Ему нравится жить на Манхэттене. Он получил заказ в рекламном агентстве, сделал свой первый рекламный щит. Эскизы понравились, и его уже пригласили на следующий проект. Особых денег это не приносило, но все-таки уже что-то конкретное. Когда Сьюзен спросила, доволен ли он жизнью, Филипп лишь пожал плечами. Он поинтересовался, довольна ли она приобретенным опытом, нашла ли то, что искала. Она словно бы и не услышала его и продолжала свои расспросы: а родители, как поживают его родители? Родители Филиппа подумывали продать дом в Монтклере и переселиться на западное побережье. Филипп весь год с ними не виделся, только на День Благодарения навещал. Он ночевал тогда в своей бывшей спальне, и ему было грустно. Он почувствовал вдруг, что отдаляется от родителей, впервые увидел, что они стареют, расстояние как будто оборвало нить времени и разрезало жизнь на череду выцветших картинок, где лица от раза к разу все больше менялись под влиянием жизненных перипетий.

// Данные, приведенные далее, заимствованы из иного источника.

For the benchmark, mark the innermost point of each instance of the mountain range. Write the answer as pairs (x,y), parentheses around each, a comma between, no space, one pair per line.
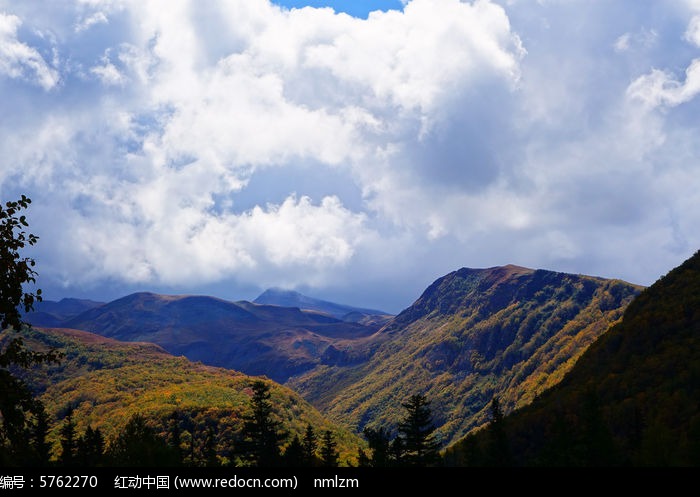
(631,399)
(103,382)
(255,338)
(474,334)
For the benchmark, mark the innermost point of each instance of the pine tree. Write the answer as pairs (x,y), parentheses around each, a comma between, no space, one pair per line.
(329,454)
(498,453)
(379,443)
(69,442)
(294,454)
(210,448)
(91,447)
(416,430)
(310,444)
(262,434)
(175,438)
(42,449)
(138,445)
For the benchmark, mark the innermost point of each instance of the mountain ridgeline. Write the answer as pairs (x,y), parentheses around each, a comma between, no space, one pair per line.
(258,339)
(631,399)
(102,383)
(473,335)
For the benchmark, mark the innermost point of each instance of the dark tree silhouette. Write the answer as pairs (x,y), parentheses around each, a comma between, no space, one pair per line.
(262,435)
(329,453)
(42,449)
(498,451)
(416,430)
(379,443)
(91,448)
(16,401)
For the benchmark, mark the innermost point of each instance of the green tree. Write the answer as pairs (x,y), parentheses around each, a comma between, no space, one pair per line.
(294,454)
(42,449)
(137,444)
(416,430)
(262,434)
(69,442)
(91,448)
(379,443)
(329,453)
(310,444)
(16,402)
(210,456)
(498,452)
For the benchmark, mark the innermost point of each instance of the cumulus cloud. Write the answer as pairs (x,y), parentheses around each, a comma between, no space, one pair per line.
(452,133)
(661,88)
(20,61)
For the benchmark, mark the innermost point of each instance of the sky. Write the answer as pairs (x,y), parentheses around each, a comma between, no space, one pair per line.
(353,151)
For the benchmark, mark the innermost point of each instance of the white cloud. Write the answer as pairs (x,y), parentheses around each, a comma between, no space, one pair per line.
(659,88)
(457,134)
(20,61)
(91,20)
(692,34)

— Когда люди живут вместе, — нарушил Филипп повисшее молчание, — они и не замечают, как меняются, а в конце концов теряют друг друга.

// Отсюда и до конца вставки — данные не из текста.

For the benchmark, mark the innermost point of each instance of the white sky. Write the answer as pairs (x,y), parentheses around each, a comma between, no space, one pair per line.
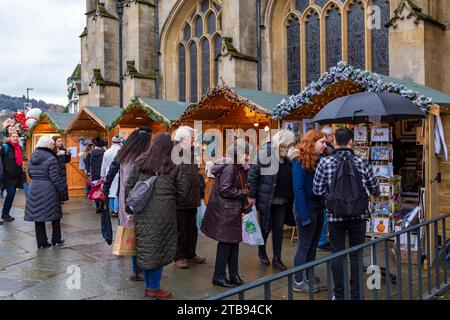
(39,46)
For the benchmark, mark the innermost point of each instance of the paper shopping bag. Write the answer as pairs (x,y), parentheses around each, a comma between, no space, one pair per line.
(125,242)
(251,231)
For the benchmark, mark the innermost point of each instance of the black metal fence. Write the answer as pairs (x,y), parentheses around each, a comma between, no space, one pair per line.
(430,279)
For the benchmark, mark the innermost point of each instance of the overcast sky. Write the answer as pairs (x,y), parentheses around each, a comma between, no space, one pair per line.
(39,46)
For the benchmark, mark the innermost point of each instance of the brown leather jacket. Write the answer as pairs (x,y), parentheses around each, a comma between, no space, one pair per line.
(223,216)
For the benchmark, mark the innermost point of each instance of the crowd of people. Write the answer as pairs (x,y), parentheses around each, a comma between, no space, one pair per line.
(307,191)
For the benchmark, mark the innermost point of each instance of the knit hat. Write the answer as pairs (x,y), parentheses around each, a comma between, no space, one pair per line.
(117,139)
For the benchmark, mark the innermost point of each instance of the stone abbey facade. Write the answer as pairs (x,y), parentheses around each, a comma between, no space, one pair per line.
(200,43)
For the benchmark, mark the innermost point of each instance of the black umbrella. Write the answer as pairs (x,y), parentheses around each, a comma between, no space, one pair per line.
(358,107)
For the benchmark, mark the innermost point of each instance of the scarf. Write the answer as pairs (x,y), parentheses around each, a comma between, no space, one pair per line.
(17,153)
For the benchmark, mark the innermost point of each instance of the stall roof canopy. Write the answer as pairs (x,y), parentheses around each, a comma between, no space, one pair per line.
(106,115)
(58,120)
(344,79)
(91,116)
(165,111)
(221,100)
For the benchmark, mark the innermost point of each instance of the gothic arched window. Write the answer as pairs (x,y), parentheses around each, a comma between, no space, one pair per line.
(293,55)
(380,40)
(205,66)
(217,49)
(193,72)
(301,5)
(182,73)
(202,23)
(333,34)
(312,47)
(356,35)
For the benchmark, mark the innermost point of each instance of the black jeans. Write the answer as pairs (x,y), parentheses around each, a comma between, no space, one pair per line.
(227,253)
(308,241)
(356,231)
(276,224)
(41,233)
(187,234)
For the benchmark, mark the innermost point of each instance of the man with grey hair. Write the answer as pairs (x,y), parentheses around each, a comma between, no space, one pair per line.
(329,133)
(187,231)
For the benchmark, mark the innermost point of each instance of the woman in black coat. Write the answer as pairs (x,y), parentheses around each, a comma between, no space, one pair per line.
(43,203)
(270,186)
(64,157)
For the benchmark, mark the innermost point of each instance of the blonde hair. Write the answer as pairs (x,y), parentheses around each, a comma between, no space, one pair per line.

— Именно это, старичок, я тебе всегда и твердила. Жизнь вдвоем — штука опасная. Как по-твоему, я потолстела?
— Нет, мне кажется, наоборот. А к чему ты это?
— К нашему разговору. Я изменилась?
— Ты просто выглядишь усталой, Сьюзен, только и всего.
— Значит, изменилась!
— С каких пор тебя стала волновать твоя внешность?

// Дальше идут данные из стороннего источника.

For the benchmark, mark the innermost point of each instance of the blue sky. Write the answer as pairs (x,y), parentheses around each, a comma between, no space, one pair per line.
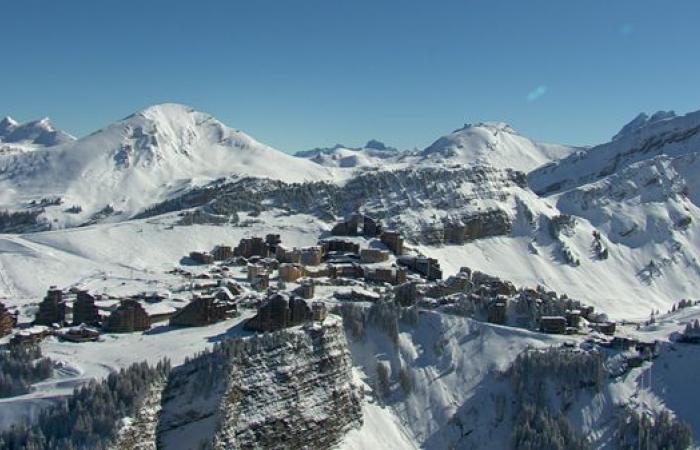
(301,74)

— Да всякий раз, как я тебя вижу.
Она поглядела на остатки мороженого на дне креманки.
— Мне хочется чего-нибудь погорячее!
— Да что с тобой, Сьюзен?
— Должно быть, я нынче забыла принять мои таблетки-«веселушки»!
Она видела, что огорчила его, и уже жалела, что дала волю своему дурному настроению, но полагала, что их близость позволяет ей быть самой собой.
— Ты могла хотя бы сделать усилие!
— Ты о чем?
— Хотя бы притвориться, что рада меня видеть.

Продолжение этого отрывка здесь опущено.